09 de julho de 2026
Internacional

Bloco europeu festeja 50 anos de burocracia e paz

Por João Batista Natali | Folhapress
| Tempo de leitura: 2 min

Paris - O século 20 foi bastante cruel com a Europa. A Primeira Guerra Mundial (1914-1919) fez 8,5 milhões de mortos. A Segunda Guerra (1939-1945), no mínimo 35 milhões. Povoaram-se de modo sangrento os cemitérios do continente. Mudando de assunto, mas nem tanto. Segundo a Organização Mundial do Comércio (OMC), os países-membros da União Européia exportavam, há dois anos, em torno de US$ 2,5 trilhões.

Só um terço dessa quantia foi vendida para terceiros. Quanto às importações, 66,1% (US$ 2,9 trilhões) foram comercializados com os parceiros do próprio bloco. Não se trata apenas de comércio externo. É sobretudo interdependência econômica e política.

Os empresários alemães rejeitariam hoje qualquer nacionalismo que levasse o país a bombardear a Polônia ou a França. São seus clientes, seus fornecedores de peças ou de matéria-prima. Um sindicato espanhol não permitiria que disputas bélicas levassem ao desemprego, com o corte no fornecimento de componentes da Áustria ou da Grécia. Pois é justamente esse o “desenho” da União Européia.

Seus 27 Estados membros estão de tal modo interligados que seria inconcebível entre eles uma nova guerra. É esse o balanço dos 50 anos de integração continental.

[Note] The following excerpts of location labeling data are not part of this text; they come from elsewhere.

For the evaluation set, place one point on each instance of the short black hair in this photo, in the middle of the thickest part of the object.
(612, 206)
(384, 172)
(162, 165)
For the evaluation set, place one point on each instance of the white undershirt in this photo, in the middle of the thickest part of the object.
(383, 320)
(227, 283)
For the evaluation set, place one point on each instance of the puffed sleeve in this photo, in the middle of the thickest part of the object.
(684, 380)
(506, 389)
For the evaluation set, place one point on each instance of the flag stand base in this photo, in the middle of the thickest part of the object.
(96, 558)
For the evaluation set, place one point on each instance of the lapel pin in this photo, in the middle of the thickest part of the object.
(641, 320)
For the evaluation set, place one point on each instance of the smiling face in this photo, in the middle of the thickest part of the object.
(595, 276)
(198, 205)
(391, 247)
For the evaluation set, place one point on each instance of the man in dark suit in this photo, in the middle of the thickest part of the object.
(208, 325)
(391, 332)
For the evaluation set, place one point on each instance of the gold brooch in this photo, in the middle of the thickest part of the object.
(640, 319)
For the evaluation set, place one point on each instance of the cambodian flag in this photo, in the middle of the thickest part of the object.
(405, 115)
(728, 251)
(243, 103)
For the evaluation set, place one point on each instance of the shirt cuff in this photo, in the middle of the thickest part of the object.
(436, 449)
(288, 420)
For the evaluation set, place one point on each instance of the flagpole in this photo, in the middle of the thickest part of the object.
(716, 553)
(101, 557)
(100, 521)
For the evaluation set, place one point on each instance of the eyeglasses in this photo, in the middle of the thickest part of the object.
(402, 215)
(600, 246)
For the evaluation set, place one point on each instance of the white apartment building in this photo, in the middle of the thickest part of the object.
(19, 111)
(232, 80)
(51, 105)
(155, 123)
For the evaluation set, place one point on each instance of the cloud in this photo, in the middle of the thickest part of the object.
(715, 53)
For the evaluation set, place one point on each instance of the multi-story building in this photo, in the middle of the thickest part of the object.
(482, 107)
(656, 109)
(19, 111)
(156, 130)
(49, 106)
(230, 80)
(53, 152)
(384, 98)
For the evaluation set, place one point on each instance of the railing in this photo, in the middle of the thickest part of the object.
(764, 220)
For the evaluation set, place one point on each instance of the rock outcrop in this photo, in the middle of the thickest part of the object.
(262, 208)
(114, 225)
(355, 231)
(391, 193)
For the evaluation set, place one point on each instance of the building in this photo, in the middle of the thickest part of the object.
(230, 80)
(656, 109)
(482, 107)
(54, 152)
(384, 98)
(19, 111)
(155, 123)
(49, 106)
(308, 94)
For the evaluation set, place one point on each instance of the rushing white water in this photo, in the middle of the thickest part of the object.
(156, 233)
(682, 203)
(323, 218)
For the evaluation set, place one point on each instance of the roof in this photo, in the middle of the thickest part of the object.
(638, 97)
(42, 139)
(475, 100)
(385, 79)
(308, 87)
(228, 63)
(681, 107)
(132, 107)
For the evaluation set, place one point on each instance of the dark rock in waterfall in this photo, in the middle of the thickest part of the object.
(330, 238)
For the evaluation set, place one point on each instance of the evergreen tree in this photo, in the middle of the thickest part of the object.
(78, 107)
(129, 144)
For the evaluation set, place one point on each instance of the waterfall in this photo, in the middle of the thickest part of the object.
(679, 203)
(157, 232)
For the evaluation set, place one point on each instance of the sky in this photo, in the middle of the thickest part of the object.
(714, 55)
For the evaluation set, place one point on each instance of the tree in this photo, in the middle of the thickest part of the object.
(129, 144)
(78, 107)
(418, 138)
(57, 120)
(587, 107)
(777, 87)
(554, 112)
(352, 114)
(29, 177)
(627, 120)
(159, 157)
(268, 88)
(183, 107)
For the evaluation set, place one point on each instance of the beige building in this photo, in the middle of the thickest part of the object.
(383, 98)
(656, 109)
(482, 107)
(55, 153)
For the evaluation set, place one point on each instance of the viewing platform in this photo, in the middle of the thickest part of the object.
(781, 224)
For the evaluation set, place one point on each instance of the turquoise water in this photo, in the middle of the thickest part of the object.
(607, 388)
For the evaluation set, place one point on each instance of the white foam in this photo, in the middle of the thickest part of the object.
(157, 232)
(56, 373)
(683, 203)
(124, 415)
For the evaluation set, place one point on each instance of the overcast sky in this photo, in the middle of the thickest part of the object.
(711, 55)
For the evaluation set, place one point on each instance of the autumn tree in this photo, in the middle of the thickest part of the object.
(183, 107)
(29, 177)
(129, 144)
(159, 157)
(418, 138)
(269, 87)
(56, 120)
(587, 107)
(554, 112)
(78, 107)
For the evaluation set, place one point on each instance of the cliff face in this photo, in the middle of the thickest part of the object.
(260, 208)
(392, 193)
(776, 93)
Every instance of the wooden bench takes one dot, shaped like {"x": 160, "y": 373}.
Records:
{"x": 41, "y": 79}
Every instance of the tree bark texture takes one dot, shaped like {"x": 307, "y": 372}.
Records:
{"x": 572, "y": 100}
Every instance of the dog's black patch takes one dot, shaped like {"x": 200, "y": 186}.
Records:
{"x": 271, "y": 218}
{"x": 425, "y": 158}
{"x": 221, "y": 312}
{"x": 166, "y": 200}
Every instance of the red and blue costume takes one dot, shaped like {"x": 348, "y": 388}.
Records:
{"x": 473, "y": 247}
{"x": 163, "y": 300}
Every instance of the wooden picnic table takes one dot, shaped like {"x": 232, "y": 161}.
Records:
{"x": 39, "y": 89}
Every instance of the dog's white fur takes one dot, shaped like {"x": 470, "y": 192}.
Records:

A Comunidade Econômica Européia (CEE), nascida com o Tratado de Roma há 50 anos, não foi o início de uma história comercial. É uma história de paz, que amansou os nacionalismos e evitou conflitos regionais.

A idéia já estava explícita no embrião desse processo, quando em 1950 o ministro do Exterior francês, Robert Schuman, propôs à Alemanha a instituição de uma comunidade do carvão e do aço. Passaria ao controle de uma autoridade supranacional uma grande fonte energética e a matéria-prima para material bélico. Quatro outros países embarcaram em 1951 nesse projeto. O bloco europeu cresceu e virou rotina. A lembrança das guerras se distanciou. Os 50 anos do Tratado de Roma não serão pretexto para uma grande festa de Portugal à Bulgária. Os seis integrantes iniciais passaram hoje para 27. Os contribuintes dos países mais ricos não querem mais financiar investimentos nos países mais pobres.